Taiwanese magazine Mirror Media published a set of articles exposing Shi Kai-hung, who lived in Tungshan Temple in Miaoli County. On Sept. 30, following the scandal, he moved to the nearby Chungfo Temple.
Shi Kai-hung, 29, was the eighth secretary general of the Taiwan Chinese Buddhist Youth Association and its ninth standing director. He is the senior disciple of Shi Ching-yau, current Chairman of the Taiwan Chinese Buddhist Association.
By Chinese Buddhist tradition, all monks take on a Buddhist name containing the surname “Shi,” the initial character in the Chinese translation of the Buddha’s name, Shakyamuni.
In September, a 21-year-old monk called Shi Shan-chih said that he had been the boyfriend of Kai-hung for more than a year, when both of them lived in Tungshan temple. Earlier this year, however, Kai-hung made friends with a male believer surnamed Cheng. At first, Cheng and Shan-chih weren’t familiar, but this changed after a car accident that occured this summer, Mirror Media reported.
The accident wasn’t serious, but Kai-hung pushed all the responsibility to Shan-Chih, who didn’t even have a driver’s license, but was reportedly driving the evhcile with Kai-hung in the passenger seat. Cheng thought Shan-Chih had been wronged and befriended him. The two downloaded hundreds of videos from Kai-Hung’s cloud storage showing his drug-fuelled sexual activities. The videos amounted to over 200 gigabytes of data.
After they gave three of the videos to the management team of Tungshan, Cheng was beaten by six strangers and forced to write a clarification saying that: “What I did to Kai-hung damaged his reputation and caused a misunderstanding about him at Tungshan Temple. I have deep regret for what I did, and I beg forgiveness!!”

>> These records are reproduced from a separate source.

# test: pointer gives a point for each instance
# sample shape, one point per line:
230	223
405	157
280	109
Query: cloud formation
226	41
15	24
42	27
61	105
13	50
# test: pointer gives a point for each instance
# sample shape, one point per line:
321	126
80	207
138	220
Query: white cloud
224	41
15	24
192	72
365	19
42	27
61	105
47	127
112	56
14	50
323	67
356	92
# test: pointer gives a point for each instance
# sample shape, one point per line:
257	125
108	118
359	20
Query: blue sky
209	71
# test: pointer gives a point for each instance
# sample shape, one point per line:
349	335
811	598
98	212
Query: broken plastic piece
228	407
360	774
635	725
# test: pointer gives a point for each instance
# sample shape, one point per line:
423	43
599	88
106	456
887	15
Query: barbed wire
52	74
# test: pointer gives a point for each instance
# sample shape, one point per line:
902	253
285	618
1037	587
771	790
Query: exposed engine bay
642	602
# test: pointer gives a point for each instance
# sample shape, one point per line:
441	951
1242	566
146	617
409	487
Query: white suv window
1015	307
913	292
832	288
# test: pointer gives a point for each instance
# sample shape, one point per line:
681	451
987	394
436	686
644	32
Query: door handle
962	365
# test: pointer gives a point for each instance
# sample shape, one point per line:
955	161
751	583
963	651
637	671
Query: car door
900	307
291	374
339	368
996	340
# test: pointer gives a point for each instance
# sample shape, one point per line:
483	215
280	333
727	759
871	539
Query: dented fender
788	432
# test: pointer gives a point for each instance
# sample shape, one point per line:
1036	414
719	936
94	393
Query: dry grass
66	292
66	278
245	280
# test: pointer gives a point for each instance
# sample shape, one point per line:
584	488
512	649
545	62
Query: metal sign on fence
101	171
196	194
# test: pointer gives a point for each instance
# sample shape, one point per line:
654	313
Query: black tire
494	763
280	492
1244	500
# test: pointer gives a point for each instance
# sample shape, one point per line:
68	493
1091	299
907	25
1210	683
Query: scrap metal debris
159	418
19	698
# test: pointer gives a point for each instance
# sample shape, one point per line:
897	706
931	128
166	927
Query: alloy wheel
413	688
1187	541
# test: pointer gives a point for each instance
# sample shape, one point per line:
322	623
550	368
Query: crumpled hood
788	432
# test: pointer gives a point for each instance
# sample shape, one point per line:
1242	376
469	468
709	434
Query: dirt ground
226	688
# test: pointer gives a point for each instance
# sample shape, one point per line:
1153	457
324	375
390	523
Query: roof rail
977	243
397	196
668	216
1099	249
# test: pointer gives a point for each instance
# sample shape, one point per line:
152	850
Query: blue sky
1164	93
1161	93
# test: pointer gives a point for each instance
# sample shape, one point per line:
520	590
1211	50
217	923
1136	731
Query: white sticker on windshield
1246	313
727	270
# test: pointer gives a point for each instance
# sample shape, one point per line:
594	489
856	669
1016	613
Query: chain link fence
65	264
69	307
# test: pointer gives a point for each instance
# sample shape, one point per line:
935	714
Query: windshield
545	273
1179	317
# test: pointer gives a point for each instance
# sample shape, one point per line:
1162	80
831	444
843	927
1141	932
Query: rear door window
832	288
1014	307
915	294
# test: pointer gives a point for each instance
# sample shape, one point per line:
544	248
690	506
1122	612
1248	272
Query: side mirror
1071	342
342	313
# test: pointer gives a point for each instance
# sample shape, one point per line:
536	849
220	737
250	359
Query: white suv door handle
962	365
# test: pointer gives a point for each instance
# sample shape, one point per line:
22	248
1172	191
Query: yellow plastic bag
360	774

However, because a naked man shown in the videos was undeniably Kai-hung, the temple expelled him on Sept. 20. Kai-hung’s mentor Ching-yau tried to protect him, but the Tungshan temple management upheld its decision and said Kai-hung had failed to conduct himself like a monk, and that he had broken Buddhist precepts.
Buddhism is one of the main religions in China. Since Buddhism was introduced to China around 200 B.C., Buddhists have being lived in monasteries and followed the precepts, which include prohibitions of immoral behavior such as killing, stealing, drinking, or sexual relations.
In recent years however, a growing number of scandals has shaken the Buddhist establishment in China.
Shi Xuecheng, former president of China Buddhist Association and abbot of Beijing’s Longquan Monastery, was embroiled in a scandal this August when two of his female disciples, senior nuns Shi Xianjia and Shi Xianqi,posted a 95-page article saying that Xuecheng had acted under the cover of Buddhist teachings to sexually abuse multiple female disciples and embezzle hundreds of millions of yuan over the years.
While reports and other online material about Xuecheng’s scandal were soon deleted by censors, the Chinese communist authorities were forced to act on the nuns’ accusations. Following investigation, Shi Xuecheng resigned from all his positions on Aug. 15.
Shi Yongxin, abbot of the storied Shaolin Monastery and vice president of the Communist Party-controlled China Buddhist Association, was revealed to have fathered two illegitimate children with different women. He also carried out illicit relationships with several nuns and believers, embezzled money, and committed other offenses.
After the scandal, provincial authorities in Henan, where Shaolin is located, the China Buddhist Association worked very hard to protect him, so he has kept his positions.
In addition to the leaders of the China Buddhist Association, many ordinary monks have violated the precepts as Buddhism becomes increasingly ritualized and commercialized. Many photos circulating on Chinese websites show monks walking on the streets, arm in arm with beautiful women.
Many Buddhist recruitment notices are seeking men to become monks, and advertise salaries of up to 80,000 yuan ($11,500) a month. The notices say that men who become monks are not allowed to smoke, drink, or have sexual relations while at work in temples or offices, but are free to do as they desire after working hours are over.